Leo Gabin
Sloppy Practice
2014
Silkscreen print on paper 200gr
50 × 65 cm
Edition of 25 copies, signed and numbered by the artist
Out of stock
about this work
As with many of Leo Gabin’s work, found footage lays at the basis of this print. Sloppy Practice (2014) is inspired by a still from Leo Gabin’s own Girls Room Dance, a film made up entirely of YouTube clips of scantily clad teenage girls booty dancing in the privacy of their parents house.
about Leo Gabin
Leo Gabin is Gaëtan Begerem (°1979), Lieven Deconinck (°1978) and Robin De Vooght (°1980); they work collectively together since 2000. In their artistic practice, they investigate how online filters and interpretations shape the contemporary visual culture, and how this in turn is influenced by the ubiquitous American pop culture. Leo Gabin relies largely on archival footage they find online – which they abstract, distort, and recycle into new configurations.
Leo Gabin takes inspiration from the internet’s proliferation of media images, particularly the wealth of information that uncomfortably straddles the private and public realm. From this never-ending morass, the collective harvests content.

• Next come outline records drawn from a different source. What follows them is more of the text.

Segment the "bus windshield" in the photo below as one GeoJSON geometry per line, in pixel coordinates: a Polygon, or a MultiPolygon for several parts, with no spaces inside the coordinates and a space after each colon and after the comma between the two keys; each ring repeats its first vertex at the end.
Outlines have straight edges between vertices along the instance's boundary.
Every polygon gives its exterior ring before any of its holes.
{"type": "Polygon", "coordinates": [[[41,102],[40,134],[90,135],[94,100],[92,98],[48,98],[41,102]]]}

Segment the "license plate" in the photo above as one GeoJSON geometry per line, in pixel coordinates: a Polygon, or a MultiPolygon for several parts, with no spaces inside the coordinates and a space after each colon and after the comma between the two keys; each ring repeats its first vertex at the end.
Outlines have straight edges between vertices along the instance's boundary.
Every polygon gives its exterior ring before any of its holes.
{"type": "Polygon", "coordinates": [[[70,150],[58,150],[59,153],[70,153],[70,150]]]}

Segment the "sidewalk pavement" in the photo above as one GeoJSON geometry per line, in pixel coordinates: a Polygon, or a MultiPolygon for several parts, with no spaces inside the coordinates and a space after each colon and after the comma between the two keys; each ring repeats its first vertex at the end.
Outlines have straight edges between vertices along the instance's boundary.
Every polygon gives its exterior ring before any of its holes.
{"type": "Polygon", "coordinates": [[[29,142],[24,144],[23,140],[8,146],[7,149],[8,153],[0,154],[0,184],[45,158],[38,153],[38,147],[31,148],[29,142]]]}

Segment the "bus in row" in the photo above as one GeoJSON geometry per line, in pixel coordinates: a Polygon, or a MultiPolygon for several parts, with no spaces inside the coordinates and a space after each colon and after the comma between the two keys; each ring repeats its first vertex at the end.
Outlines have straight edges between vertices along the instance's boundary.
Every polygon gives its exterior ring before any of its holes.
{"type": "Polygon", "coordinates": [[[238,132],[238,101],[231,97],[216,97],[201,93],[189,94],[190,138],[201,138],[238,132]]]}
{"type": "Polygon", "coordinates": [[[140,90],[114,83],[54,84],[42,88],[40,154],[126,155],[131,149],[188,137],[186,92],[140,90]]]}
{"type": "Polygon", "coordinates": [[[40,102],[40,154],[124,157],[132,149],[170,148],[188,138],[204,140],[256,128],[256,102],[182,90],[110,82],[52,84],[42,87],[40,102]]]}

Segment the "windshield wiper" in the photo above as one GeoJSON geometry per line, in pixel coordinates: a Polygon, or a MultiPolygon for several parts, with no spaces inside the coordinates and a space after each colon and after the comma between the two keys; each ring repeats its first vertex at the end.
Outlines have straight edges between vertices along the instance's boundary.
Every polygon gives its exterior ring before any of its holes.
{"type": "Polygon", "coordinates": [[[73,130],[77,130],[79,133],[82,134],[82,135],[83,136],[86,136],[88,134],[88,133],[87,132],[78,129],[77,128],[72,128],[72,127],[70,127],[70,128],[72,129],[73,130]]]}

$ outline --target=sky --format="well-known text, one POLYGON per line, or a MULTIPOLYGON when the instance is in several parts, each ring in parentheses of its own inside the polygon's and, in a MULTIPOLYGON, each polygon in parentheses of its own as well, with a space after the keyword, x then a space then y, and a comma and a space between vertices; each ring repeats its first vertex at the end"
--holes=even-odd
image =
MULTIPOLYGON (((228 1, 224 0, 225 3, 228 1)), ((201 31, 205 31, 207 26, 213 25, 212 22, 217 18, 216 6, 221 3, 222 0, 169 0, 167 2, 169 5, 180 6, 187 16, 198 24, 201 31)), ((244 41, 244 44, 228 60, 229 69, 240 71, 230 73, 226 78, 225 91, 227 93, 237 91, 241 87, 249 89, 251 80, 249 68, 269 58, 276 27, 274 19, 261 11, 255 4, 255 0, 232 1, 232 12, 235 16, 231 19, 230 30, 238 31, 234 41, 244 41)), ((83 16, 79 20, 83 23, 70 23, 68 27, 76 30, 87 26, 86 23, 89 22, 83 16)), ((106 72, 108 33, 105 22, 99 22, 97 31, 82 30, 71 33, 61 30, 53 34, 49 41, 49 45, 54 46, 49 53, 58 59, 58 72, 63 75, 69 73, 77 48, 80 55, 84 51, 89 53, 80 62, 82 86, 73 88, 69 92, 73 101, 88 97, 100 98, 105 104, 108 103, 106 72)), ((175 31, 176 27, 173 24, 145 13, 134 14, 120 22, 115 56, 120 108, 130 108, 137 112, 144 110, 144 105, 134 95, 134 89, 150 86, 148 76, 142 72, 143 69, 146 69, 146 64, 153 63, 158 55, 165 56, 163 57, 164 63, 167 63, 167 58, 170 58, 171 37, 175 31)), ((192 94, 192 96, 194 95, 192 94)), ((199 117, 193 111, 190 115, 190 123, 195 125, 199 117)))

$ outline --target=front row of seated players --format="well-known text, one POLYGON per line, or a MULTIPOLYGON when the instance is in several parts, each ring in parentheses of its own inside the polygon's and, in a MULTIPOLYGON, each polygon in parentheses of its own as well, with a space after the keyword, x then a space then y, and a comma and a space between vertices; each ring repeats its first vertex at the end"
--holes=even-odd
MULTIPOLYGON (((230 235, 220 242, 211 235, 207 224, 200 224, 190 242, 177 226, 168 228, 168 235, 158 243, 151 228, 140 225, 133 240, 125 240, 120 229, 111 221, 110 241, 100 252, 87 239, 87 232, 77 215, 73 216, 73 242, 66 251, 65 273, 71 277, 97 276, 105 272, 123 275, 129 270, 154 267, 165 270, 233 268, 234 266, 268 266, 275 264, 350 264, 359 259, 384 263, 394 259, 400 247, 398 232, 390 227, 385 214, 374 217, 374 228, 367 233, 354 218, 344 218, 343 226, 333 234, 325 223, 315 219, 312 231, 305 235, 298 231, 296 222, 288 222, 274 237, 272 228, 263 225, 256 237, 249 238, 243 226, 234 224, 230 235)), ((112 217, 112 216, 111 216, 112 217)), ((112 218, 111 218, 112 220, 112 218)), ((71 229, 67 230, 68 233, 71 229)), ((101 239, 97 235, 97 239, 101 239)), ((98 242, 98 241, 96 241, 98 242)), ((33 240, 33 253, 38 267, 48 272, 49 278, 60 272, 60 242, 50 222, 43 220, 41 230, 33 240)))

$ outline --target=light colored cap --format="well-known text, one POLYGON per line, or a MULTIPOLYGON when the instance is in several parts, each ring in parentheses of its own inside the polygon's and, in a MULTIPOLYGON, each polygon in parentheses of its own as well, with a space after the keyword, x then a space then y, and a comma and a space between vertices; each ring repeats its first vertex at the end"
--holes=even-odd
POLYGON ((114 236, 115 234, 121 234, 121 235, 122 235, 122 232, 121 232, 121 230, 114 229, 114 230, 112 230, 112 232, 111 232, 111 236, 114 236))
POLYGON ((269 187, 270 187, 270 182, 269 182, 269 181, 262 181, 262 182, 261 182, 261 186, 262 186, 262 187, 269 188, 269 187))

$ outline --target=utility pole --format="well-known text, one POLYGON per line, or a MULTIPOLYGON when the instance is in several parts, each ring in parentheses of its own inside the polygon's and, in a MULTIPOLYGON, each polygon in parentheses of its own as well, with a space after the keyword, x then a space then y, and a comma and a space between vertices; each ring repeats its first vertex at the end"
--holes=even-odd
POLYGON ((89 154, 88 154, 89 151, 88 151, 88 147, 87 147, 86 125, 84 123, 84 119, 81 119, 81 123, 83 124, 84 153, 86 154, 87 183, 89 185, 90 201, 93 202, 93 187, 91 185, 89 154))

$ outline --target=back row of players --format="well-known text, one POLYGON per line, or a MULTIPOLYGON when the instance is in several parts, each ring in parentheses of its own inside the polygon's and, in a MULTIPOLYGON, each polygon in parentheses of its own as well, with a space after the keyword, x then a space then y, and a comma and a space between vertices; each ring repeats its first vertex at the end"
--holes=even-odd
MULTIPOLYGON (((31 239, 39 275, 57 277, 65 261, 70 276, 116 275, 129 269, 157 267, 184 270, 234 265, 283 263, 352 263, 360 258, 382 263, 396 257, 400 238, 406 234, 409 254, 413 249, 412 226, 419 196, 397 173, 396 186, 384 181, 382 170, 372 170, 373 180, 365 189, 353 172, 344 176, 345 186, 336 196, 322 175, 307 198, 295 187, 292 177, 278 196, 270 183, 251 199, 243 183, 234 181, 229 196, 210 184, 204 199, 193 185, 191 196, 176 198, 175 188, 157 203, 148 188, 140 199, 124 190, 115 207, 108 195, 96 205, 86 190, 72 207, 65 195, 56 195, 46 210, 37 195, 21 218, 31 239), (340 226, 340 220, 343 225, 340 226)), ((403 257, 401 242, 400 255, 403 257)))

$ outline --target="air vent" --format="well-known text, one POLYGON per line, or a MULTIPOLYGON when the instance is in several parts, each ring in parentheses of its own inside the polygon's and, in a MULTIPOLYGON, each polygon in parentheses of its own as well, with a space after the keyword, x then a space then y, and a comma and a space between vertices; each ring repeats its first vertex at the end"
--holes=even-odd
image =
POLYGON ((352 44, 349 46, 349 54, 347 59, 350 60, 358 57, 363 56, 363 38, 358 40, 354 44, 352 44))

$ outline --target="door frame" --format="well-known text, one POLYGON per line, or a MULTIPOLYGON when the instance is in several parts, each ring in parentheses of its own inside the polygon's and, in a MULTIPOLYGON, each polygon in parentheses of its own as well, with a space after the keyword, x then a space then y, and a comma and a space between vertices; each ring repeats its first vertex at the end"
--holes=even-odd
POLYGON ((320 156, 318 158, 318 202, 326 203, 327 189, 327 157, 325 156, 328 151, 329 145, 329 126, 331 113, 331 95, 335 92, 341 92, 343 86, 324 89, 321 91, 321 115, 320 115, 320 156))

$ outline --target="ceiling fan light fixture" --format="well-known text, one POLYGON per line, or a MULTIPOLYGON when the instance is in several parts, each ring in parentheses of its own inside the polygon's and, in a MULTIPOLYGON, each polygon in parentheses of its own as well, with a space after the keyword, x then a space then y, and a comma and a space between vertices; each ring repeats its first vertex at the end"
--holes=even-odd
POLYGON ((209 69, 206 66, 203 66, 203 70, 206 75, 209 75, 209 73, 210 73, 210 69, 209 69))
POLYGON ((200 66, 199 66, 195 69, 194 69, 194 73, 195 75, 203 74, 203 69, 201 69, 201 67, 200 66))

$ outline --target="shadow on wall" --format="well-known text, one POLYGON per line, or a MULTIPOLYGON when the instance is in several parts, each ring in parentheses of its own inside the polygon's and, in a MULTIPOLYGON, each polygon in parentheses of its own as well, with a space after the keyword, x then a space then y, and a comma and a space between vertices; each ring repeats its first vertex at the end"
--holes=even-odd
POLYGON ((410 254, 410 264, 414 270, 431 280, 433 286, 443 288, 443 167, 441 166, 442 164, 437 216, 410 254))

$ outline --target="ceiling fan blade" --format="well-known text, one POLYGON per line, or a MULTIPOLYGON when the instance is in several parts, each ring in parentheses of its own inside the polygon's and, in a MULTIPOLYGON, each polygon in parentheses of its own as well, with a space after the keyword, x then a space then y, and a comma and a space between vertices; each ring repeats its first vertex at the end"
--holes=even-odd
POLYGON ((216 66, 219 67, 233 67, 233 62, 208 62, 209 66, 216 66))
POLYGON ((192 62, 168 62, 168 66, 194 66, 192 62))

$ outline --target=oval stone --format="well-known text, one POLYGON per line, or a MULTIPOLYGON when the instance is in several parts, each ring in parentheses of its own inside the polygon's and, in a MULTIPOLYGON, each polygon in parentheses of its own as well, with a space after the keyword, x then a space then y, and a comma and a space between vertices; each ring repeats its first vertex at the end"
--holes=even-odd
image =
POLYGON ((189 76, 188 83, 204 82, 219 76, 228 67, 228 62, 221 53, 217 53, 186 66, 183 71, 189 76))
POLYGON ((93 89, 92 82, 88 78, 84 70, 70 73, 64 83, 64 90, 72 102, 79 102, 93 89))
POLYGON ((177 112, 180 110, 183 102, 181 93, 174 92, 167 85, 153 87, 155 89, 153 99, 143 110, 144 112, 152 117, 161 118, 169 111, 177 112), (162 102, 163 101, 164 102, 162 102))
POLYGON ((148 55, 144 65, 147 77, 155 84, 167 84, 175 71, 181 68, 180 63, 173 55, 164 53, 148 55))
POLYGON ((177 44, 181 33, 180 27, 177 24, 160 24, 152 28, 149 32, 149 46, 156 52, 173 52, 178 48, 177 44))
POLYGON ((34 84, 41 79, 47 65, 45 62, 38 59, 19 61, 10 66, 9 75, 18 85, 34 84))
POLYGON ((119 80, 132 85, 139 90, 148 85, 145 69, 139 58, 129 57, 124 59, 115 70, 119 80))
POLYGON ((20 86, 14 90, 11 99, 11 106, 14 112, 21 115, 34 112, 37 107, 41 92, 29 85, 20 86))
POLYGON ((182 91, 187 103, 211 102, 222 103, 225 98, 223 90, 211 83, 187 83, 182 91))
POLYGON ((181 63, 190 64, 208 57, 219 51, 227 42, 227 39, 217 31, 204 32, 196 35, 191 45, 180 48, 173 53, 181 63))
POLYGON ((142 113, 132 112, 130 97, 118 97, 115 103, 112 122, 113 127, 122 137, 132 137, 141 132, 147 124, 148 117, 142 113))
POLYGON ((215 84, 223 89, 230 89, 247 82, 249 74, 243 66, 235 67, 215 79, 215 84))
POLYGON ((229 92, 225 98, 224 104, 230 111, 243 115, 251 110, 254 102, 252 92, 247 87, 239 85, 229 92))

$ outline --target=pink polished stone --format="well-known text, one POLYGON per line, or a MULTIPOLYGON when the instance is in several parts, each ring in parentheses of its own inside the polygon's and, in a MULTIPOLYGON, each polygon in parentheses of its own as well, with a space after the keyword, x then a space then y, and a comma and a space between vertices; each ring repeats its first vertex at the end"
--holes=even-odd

The work and methodology implicitly explore the transience and capriciousness that underpins youth culture.
Not limiting their practice to one medium Leo Gabin’s approach is indicative of a media-savvy generation. Traditional barriers between mediums are broken down as they work across video, digital media, print, sculpture, painting and collage. Leo Gabin pushes romantic notions of artistic inspiration aside and creates works that use aggregated social media content to provoke the imagination. In doing so, the works that emerge expose the often unsavoury nature of the content that our colleagues, friends and teenagers are openly putting online.